Не сразу золотисто-карие глаза ребенка стали таращиться и загораться, когда к ним приближалось румяно-смуглое лицо отца. Ребенок лучше узнавал мать. Та была ему нужнее. Но наибольшую и острейшую радость вызывал в нем отец.

Ребенок окреп, и движения его стали свободнее, сильнее, он начал издавать членораздельные звуки, похожие на слова. Дитя превратилось в девочку. Оно уже знало сильные отцовские руки, наслаждалось крепким его объятием, смеялось и курлыкало, когда отец играл с ним.

А сердце его переполняло горячее и страстное чувство к ребенку. Девочке было чуть больше года, когда на свет появился второй ребенок. И тогда он взял Урсулу целиком на свое попечение. Она стала для него его первенцем, главнейшей в мире девочкой, избранницей его сердца.

У второго ребенка были синие глаза и светлая кожа. «В Брэнгуэнов пошла», — говорили окружающие. Потому что волосы у нее были светлыми. Но стоило вспомнить непокорную светлую гриву волос маленькой Анны, это золотистое, как елочная канитель, руно. Новорожденную они назвали Гудрун.
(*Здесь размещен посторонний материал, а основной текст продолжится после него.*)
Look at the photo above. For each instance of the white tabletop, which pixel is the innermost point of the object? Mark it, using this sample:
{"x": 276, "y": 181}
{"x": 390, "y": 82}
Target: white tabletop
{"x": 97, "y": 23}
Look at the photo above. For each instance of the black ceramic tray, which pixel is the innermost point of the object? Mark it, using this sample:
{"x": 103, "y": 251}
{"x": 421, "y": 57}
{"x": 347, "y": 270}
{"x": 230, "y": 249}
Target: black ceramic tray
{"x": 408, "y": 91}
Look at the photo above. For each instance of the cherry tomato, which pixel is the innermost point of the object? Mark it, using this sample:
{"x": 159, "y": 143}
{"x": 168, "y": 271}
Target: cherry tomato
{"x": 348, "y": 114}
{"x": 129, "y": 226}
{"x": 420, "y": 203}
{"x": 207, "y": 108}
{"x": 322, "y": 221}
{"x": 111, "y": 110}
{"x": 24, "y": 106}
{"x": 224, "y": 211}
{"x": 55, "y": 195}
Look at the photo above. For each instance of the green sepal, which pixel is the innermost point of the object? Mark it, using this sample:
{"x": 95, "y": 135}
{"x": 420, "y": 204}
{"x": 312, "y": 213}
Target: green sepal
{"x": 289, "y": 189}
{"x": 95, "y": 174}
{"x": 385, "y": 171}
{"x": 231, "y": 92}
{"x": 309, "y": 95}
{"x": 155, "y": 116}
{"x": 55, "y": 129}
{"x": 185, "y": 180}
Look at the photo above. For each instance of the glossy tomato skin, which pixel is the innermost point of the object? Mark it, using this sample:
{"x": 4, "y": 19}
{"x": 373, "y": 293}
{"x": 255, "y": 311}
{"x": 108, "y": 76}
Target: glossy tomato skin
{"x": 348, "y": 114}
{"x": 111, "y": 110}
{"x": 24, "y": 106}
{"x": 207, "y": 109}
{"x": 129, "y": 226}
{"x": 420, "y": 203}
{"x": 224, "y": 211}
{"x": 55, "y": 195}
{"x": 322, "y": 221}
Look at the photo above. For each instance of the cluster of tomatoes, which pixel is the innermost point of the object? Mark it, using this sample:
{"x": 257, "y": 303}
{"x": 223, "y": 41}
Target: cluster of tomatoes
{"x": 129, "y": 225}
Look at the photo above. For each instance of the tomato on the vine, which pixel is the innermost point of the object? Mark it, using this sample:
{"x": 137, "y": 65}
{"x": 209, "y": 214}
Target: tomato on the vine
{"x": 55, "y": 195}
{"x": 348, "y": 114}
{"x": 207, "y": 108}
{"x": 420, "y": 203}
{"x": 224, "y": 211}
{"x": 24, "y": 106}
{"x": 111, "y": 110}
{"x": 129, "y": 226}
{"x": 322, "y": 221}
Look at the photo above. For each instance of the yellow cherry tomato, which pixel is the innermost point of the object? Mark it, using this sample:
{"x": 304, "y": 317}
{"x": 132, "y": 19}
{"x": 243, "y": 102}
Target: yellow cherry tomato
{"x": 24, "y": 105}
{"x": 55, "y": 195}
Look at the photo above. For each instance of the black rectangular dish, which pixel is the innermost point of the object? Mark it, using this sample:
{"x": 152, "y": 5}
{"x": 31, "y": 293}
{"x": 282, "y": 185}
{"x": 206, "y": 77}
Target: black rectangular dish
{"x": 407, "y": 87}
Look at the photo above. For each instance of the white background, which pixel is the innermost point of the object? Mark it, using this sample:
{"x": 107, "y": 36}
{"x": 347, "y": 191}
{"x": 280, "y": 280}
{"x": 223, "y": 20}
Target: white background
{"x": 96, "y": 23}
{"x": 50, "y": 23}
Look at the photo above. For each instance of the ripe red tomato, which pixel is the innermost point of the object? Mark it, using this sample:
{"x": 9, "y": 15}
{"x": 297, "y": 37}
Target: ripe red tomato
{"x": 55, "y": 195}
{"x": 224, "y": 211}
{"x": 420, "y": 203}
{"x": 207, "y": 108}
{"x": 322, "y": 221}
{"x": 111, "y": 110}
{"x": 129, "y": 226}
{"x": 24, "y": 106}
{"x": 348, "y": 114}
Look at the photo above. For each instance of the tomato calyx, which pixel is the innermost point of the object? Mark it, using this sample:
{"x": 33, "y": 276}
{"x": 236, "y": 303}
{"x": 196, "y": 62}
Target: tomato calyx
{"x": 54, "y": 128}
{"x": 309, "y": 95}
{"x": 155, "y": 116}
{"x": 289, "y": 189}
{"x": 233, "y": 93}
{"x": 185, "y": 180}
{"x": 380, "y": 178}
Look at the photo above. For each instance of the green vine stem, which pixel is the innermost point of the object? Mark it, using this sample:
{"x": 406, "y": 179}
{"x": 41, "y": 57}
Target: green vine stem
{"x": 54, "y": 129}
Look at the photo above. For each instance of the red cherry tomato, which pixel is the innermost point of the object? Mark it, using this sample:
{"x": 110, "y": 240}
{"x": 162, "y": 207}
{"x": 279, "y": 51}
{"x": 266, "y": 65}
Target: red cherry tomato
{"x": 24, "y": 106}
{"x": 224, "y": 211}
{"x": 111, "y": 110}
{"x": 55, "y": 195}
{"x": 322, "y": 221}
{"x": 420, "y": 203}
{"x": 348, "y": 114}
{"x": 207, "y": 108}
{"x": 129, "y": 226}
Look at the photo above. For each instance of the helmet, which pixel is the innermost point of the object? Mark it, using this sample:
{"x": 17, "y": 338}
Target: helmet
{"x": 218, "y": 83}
На этот раз Анна держалась молодцом и не так волновалась. Ее не огорчало, что опять родилась девочка. С нее достаточно было, что у нее вдоволь молока и она может кормить. О, какое блаженство было чувствовать, как юная жизнь питается соками ее тела! А потом, когда дитя немного подросло, каким блаженством было ощущать его крохотные ручки на своей груди, ощущать, как они сжимают ее, слепо, но увлеченно тычась в нее в слепом инстинктивном и жизненно важном знании, ощущать, как мирно замирает тельце, достигнув желаемого, как сосет ротик, глотает горло, как струится из нее жизнь, строя новую жизнь; она готова была зарыдать от радости, получив в награду эту новую жизнь, а крохотные ручки со страстью цеплялись за ее грудь, чтобы удержать сосок. Анне этого было довольно. Она с головой погрузилась в восторг материнства.

Поэтому и вышло, что отец смог завладеть старшим, уже отнятым от груди ребенком — взгляд золотисто-карих выразительных глаз маленькой Урсулы предназначен был ему, только и ждущему за спиной матери, когда настанет в нем нужда и придет его черед. Мать чувствовала уколы ревности. Но с тем большей страстью отдавалась любви к новорожденной. Это был ее ребенок целиком и полностью, и нуждался он в ней, и только в ней.

Так Урсула стала любимицей отца, его цветочком, маленьким солнцем его жизни. С ней он проявлял терпение и был изобретателен. Он обучал ее всяким забавным штукам, в полной мере занимая и развлекая ее. Она откликалась на это звонким детским смехом и радостными криками.

Теперь, когда в доме было двое детей, к ним ходила прислуга. Анна же только нянчила детей. Последнее не отнимало всего ее времени, но с появлением детей она стала пренебрегать любой домашней работой, помимо ухода за детьми.

Встав на ноги, Урсула превратилась в ребенка сосредоточенно-деятельного, всегда умевшего себя занять и не требовавшего особого внимания взрослых. Вечерами около шести Анна часто отправлялась с ней к перелазу через изгородь и, подняв Урсулу, пускала ее по луговой тропинке со словами: «Иди, встречай папу!» Тогда, поднимаясь в гору, Брэнгуэн видел, как на гребне горы появлялась крохотная фигурка, она семенила ножками, чуть покачиваясь от ветра, — маленькая темноголовая крошка. Завидев его, девочка убыстряла шажки и, азартно махая руками — вверх-вниз, как крылья у мельницы, — устремлялась к нему под гору, прямо по крутизне. Вздрогнув всем сердцем, он со всех ног бросался к ней, чтобы успеть подхватить ее, пока она не упала. Она бежала к нему нетерпеливо, на неустойчивых ножках, смешно взмахивая руками. И она была рада, когда руки его подхватывали ее. Однажды, вот так устремляясь к нему, она упала; он увидел, как тельце ее нырнуло вниз, когда она уже протянула к нему руки. Он поднял ее и увидел, что она в кровь разбила себе губу. Ему больно было вспоминать это, больно до слез, даже когда он стал стариком, а она отдалилась от него. Как же он любил маленькую Урсулу! Любовь к ней жгла его сердце, а ведь он был молод и не так давно женат.